KASUKABUMI.id – Negara-negara Arab menunjukkan sikap yang beragam terhadap perjuangan Palestina, yang dipengaruhi oleh faktor sejarah, kepentingan politik dalam negeri, serta dinamika geopolitik kawasan. Meskipun secara umum mereka mendukung Palestina, posisi masing-masing negara tidak selalu konsisten dan sering kali diwarnai dengan tantangan domestik.
Yordania, misalnya, menjadi tempat pengungsian bagi banyak warga Palestina sejak 1948. Namun, setelah pernah menjadi basis utama Organisasi Pembebasan Palestina (PLO), ketegangan politik membuat pemerintah Yordania mengambil pendekatan lebih hati-hati. Negara ini juga telah menandatangani perjanjian damai dengan Israel pada 1994, menjadi negara Arab kedua yang melakukan normalisasi setelah Mesir.
Lebanon mengalami konflik berkepanjangan yang turut melibatkan kelompok pro-Palestina. Walau pemerintahnya menyatakan dukungan terhadap hak pengungsi Palestina, secara kebijakan mereka membatasi akses warga Palestina terhadap hak-hak sipil untuk mencegah pemukiman permanen.
Mesir, dengan statusnya sebagai negara Arab berpenduduk terbesar, dikenal sebagai salah satu pendukung utama Palestina. Mesir kerap menjadi penengah dalam konflik antara Hamas dan Israel, meskipun di saat yang sama menerapkan blokade terhadap Gaza, yang justru memperumit kondisi kemanusiaan di wilayah tersebut.
Uni Emirat Arab (UEA) mengubah haluan dengan menormalisasi hubungan dengan Israel pada 2020 melalui Kesepakatan Abraham, padahal sebelumnya menegaskan bahwa normalisasi hanya akan terjadi setelah Palestina merdeka. Kini, hubungan antara Abu Dhabi dan Tel Aviv terjalin erat, terutama dalam bidang ekonomi dan keamanan.
Sudan juga mengikuti langkah serupa dengan menyetujui normalisasi pada tahun yang sama, walaupun ada perlawanan dari kelompok sipil di dalam negeri.
Kuwait pernah menjadi pendukung kuat Palestina, namun hubungan memburuk setelah PLO menyatakan dukungan terhadap invasi Irak ke Kuwait pada 1990. Sejak itu, warga Palestina di negara tersebut mengalami perlakuan diskriminatif.
Irak, di bawah pemerintahan Saddam Hussein, memberikan keistimewaan bagi warga Palestina. Namun, pascarezim tersebut tumbang, warga Palestina mengalami berbagai bentuk kekerasan dan intimidasi dari kelompok-kelompok bersenjata lokal.

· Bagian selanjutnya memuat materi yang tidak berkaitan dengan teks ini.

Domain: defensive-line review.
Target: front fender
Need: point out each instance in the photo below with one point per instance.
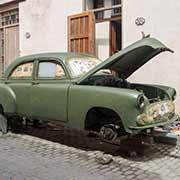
(7, 99)
(82, 98)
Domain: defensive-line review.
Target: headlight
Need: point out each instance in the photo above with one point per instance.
(140, 101)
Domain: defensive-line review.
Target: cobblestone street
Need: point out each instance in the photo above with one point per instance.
(27, 157)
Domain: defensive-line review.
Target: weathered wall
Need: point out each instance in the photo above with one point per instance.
(46, 21)
(162, 22)
(102, 40)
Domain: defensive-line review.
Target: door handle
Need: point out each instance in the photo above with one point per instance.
(35, 83)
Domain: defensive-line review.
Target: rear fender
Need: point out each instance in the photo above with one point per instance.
(7, 99)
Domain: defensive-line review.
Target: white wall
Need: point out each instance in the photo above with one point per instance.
(162, 22)
(102, 40)
(46, 21)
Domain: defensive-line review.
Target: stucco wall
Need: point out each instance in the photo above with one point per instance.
(102, 40)
(46, 22)
(162, 22)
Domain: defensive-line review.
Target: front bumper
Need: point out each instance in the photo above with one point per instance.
(157, 124)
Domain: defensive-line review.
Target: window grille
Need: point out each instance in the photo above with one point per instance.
(10, 17)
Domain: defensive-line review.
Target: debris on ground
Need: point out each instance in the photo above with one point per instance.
(104, 159)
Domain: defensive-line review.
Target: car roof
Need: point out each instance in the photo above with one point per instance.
(61, 56)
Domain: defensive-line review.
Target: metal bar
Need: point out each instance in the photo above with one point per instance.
(105, 9)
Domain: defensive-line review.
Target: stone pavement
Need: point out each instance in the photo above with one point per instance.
(26, 157)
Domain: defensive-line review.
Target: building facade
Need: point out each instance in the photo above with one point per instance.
(99, 27)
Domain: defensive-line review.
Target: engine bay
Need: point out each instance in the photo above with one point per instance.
(153, 94)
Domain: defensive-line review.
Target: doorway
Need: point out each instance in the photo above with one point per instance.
(115, 36)
(9, 34)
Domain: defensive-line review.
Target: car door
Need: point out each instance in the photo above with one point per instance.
(20, 81)
(49, 91)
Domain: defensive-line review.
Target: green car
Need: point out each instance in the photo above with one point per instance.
(83, 92)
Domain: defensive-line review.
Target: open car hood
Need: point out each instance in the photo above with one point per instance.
(128, 60)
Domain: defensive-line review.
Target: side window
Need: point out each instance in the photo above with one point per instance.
(50, 70)
(23, 71)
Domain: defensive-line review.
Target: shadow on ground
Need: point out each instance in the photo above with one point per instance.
(131, 148)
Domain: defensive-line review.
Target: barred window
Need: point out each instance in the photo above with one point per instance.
(10, 17)
(23, 71)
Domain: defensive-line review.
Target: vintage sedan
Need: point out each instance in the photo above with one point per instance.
(82, 92)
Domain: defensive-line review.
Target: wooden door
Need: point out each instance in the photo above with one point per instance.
(11, 44)
(81, 33)
(115, 36)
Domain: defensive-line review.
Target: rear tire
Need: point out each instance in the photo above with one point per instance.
(3, 124)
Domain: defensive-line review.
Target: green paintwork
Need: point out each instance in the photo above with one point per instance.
(69, 100)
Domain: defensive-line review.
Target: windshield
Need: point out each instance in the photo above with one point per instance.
(80, 66)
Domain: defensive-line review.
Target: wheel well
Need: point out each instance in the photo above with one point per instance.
(96, 117)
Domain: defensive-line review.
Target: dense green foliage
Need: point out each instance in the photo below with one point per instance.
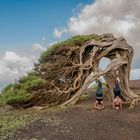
(20, 91)
(76, 41)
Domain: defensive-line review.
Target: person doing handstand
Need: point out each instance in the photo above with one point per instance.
(117, 102)
(99, 96)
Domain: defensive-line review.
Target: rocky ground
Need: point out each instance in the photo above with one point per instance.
(81, 122)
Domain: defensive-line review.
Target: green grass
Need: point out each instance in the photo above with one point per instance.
(20, 92)
(11, 121)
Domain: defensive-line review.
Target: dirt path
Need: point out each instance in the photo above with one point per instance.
(82, 122)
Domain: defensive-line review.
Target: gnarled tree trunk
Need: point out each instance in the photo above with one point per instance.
(120, 54)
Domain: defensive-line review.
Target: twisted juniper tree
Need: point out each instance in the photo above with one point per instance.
(70, 67)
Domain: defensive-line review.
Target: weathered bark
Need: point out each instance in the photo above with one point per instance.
(71, 68)
(120, 54)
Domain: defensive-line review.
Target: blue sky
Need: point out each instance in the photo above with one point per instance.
(23, 22)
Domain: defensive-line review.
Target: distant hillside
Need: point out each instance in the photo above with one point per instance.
(134, 84)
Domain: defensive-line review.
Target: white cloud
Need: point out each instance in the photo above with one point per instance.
(38, 47)
(119, 17)
(58, 32)
(13, 66)
(43, 38)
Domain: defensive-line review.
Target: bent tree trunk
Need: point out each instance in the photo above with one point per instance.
(120, 54)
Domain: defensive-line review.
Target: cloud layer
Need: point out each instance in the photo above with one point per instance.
(12, 66)
(120, 17)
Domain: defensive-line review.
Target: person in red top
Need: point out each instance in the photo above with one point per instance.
(117, 102)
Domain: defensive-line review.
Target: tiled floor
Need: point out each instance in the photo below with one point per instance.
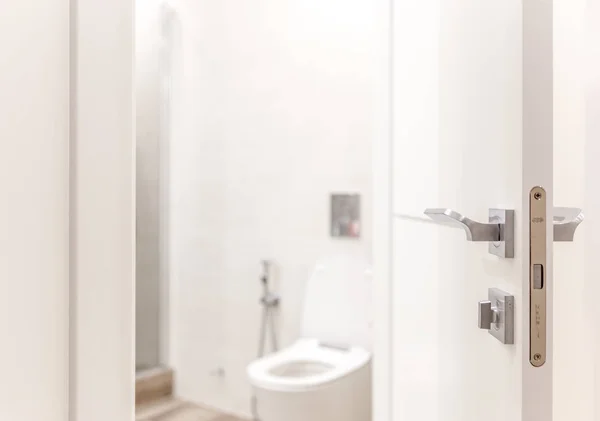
(175, 410)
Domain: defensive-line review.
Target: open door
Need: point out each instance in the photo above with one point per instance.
(473, 147)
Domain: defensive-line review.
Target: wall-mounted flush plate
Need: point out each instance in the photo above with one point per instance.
(497, 315)
(345, 215)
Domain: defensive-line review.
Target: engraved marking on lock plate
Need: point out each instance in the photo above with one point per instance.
(537, 276)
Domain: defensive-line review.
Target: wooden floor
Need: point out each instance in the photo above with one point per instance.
(170, 409)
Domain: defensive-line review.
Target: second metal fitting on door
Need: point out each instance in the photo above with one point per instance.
(497, 315)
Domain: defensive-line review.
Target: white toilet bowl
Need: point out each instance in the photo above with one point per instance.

Arab Saudi, meski secara historis menjadi pendukung Palestina dan memprakarsai Inisiatif Perdamaian Arab tahun 2002, juga menunjukkan tanda-tanda mendekat ke Israel. Meski demikian, Riyadh menegaskan bahwa solusi dua negara tetap menjadi syarat utama sebelum menjalin hubungan resmi.
Secara keseluruhan, dukungan negara-negara Arab terhadap Palestina kini semakin terpecah. Beberapa memilih pendekatan pragmatis dengan membuka hubungan diplomatik dengan Israel, sementara lainnya tetap menyatakan dukungan walau lebih bersifat simbolis atau terbatas.